Joomla and WordPress based sites targeted by new .htaccess code injection

• The injection affects all .htaccess files associated with the Joomla or WordPress-powered sites.
• It eventually redirects users browsing these sites to a malicious advertisement website.

Security researchers have come across a new .htaccess code injection that is being used in sites managed by content management systems (CMS) such as Joomla and WordPress. According to researchers from Sucuri, the injection spreads all over the site and affects all related .htaccess files. It then redirects users to a malicious advertisement site http[:]//portal-f[.]pw/XcTyTp.

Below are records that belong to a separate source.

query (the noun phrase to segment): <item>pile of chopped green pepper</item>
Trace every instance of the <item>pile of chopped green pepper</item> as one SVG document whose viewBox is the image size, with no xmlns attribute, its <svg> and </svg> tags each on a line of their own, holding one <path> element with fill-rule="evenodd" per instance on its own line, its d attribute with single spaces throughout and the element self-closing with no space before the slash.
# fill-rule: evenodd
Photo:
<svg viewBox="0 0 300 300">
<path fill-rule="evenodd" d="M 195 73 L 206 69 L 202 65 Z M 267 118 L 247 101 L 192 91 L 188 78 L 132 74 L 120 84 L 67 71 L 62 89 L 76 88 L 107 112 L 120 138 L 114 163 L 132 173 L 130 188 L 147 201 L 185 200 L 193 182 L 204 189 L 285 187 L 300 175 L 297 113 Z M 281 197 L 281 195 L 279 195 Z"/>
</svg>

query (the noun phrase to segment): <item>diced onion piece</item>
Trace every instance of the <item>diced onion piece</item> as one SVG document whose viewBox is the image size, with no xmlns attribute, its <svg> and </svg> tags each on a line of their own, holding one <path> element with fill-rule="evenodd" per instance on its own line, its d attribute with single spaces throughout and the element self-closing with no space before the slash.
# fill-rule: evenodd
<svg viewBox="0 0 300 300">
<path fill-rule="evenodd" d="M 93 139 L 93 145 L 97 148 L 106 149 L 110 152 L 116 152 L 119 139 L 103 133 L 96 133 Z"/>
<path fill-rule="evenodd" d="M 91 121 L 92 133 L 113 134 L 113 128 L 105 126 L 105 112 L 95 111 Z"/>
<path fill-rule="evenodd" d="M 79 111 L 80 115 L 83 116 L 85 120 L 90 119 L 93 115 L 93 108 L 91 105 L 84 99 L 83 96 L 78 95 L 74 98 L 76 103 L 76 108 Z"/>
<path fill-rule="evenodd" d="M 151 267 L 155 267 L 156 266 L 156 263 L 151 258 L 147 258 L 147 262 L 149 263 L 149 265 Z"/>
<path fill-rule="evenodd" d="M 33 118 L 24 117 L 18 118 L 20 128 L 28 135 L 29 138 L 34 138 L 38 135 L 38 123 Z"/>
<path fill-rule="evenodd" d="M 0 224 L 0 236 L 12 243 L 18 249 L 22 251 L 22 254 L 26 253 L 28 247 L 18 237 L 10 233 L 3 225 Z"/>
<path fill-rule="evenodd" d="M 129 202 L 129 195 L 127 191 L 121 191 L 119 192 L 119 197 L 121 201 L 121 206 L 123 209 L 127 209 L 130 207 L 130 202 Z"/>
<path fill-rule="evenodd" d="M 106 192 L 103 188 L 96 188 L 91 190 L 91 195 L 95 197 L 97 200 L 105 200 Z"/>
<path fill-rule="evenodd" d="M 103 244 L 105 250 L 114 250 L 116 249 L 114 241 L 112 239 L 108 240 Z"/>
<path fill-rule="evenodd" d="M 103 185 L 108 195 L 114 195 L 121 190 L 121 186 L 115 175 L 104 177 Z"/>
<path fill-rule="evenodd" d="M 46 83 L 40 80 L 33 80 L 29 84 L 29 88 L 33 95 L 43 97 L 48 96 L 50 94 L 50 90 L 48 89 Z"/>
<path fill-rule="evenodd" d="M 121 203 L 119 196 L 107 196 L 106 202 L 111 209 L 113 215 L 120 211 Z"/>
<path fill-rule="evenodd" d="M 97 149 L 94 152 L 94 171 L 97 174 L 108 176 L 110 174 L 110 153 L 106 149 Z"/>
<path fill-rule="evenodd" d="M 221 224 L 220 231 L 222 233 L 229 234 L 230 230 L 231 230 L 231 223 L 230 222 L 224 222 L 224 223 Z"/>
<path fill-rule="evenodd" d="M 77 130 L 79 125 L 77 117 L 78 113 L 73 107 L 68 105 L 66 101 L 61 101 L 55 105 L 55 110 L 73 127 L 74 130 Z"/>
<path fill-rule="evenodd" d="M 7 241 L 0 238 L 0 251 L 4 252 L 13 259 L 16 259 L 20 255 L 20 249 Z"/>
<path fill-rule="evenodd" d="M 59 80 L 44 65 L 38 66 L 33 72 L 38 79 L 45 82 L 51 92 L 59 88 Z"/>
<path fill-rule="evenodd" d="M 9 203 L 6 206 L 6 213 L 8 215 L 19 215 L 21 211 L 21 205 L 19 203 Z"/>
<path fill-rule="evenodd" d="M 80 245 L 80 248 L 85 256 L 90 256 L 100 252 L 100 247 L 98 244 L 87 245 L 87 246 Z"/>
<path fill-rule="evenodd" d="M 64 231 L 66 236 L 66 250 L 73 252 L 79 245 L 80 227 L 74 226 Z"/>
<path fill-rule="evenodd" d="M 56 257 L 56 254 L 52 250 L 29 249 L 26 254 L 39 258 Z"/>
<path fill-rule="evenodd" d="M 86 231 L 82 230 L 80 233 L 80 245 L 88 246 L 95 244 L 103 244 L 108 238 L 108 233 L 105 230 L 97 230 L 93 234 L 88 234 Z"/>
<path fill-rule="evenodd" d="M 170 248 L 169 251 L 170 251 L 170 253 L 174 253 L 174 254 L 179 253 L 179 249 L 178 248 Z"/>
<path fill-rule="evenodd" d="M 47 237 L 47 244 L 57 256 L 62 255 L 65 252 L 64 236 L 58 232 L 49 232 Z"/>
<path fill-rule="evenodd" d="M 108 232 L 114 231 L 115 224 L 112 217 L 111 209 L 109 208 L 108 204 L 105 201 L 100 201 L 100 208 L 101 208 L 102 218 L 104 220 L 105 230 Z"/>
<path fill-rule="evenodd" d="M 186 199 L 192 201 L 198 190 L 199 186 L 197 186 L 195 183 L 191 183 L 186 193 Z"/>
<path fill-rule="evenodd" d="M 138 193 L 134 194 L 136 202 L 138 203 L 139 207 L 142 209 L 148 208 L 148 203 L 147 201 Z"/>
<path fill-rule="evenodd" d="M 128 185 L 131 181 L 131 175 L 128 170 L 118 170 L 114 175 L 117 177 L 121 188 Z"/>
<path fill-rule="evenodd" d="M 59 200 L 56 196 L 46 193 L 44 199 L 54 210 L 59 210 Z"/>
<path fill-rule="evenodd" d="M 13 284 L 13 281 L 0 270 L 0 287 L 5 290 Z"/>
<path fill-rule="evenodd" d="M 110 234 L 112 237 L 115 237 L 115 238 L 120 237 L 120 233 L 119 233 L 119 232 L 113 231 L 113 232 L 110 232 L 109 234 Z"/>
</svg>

The .htaccess file is a configuration file which is used on web servers running the Apache Web Server software.

Worth noting

• Sucuri’s researchers uncovered a piece of malicious code written in PHP targeted against a Joomla site. This was used to inject malicious redirects through the .htaccess files in the site.
• The code initially searches for a .htaccess file, and if detected, proceeds with injecting redirects into this file.
• Upon successful code injection, another long piece of PHP code is executed which searches through all the source files and folders extensively.

What is the motive behind this?

This code injection technique is possibly used to carry out phishing campaigns by exploiting redirects. “While the majority of web applications make use of redirects, these features are also commonly used by bad actors to generate advertising impressions, send unsuspecting site visitors to phishing sites, or other malicious web pages,” the Sucuri researchers suggest.

To stay safe from this, website owners who use Joomla and WordPress are advised to check for code injections and malicious redirects in their pages.